The DPP contends that the sentence was appropriate, having regard to the number and seriousness of his offending, his prior history, and the fact that there were two series of offences, the first in breach of probation and the latter in breach of his bail undertaken.  In the alternative, the DPP contends that a lesser number of hours, 100 to 150, would be appropriate. 

It is important to note that a sentence review under the Youth Justice Act is a rehearing on the merits and it is not necessary to show error; see 122(1) of the Youth Justice Act.

In my view, the significant period of pre-sentence detention, equivalent by my calculations to a head sentence of at least six months imprisonment, assuming 70 per cent was served, and eight months if only 50 per cent had been ordered because of special circumstances, is a vitally important factor to be taken into account when considering what sentence to impose by way of punishment.  So too is the defendant’s apparent good response to his second period of detention in late 2012.  The strength of the appellant’s argument would of course have been significantly strengthened if he were now engaged in employment or training and education of some sort. 

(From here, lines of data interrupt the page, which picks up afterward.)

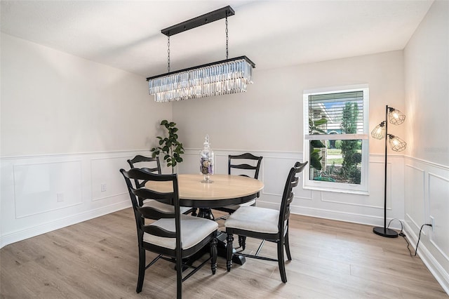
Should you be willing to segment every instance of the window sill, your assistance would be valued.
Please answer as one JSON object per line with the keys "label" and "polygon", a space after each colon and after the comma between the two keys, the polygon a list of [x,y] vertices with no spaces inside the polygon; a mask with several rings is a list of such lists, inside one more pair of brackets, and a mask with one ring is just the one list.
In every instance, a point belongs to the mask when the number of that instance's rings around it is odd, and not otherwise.
{"label": "window sill", "polygon": [[334,189],[334,188],[314,187],[314,186],[303,186],[302,188],[307,190],[321,191],[324,192],[344,193],[344,194],[357,194],[357,195],[365,195],[365,196],[370,195],[370,192],[368,191],[363,191],[363,190],[349,190]]}

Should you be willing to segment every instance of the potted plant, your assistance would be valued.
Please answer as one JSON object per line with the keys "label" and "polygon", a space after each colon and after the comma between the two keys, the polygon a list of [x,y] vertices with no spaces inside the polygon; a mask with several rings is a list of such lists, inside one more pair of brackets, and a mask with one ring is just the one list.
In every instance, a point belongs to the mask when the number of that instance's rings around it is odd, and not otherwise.
{"label": "potted plant", "polygon": [[163,153],[163,159],[167,163],[167,166],[171,166],[171,173],[174,173],[175,166],[182,161],[181,154],[184,154],[184,147],[182,143],[177,140],[178,129],[176,128],[176,124],[164,119],[161,121],[161,126],[163,126],[168,131],[168,137],[157,136],[159,140],[159,146],[151,149],[152,157],[154,158]]}

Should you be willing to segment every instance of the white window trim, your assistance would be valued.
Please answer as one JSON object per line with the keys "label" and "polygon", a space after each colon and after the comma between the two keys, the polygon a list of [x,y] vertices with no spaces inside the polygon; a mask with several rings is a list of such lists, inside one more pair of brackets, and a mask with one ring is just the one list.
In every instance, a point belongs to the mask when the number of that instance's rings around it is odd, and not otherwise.
{"label": "white window trim", "polygon": [[[350,193],[363,195],[369,194],[368,173],[369,173],[369,87],[368,84],[352,85],[333,88],[325,88],[314,90],[307,90],[303,92],[304,102],[304,157],[309,159],[309,140],[312,139],[309,135],[309,96],[329,93],[344,93],[356,91],[363,92],[363,133],[347,134],[345,139],[362,140],[362,171],[361,173],[361,184],[346,184],[331,182],[309,179],[310,173],[309,164],[307,164],[304,171],[303,188],[319,191],[329,191],[340,193]],[[336,134],[320,135],[322,140],[341,140],[341,135]]]}

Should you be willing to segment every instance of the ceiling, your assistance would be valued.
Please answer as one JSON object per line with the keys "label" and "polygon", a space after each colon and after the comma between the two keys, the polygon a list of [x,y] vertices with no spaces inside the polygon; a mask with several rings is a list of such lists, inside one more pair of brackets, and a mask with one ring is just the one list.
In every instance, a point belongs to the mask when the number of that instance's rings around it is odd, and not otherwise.
{"label": "ceiling", "polygon": [[[1,31],[143,77],[167,72],[162,29],[226,6],[229,58],[256,69],[403,49],[433,2],[4,1]],[[177,70],[226,58],[224,20],[172,36]]]}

But in my view, to impose the maximum of 200 hours community service in addition to the pre-sentence custody to which I have referred was a little more than what was required in my view.  Despite the severity of the offending, which largely involved entering premises or motor vehicles and taking goods in order to be sold and finance his drug addiction, I would allow the appeal to the extent of reducing the requirement for community service to 100 hours, of which I’m informed 30 has already been performed.  I urge the applicant to attempt to perform the remaining hours as soon as possible, to enable him to then be in a position to perform any work he might obtain without impediment.

In view of the reduction of hours required to be performed by way of community service, I would order that such be completed within nine months of the original sentence, that is, by the 16th of October 2013.  The appeal is allowed for that extent.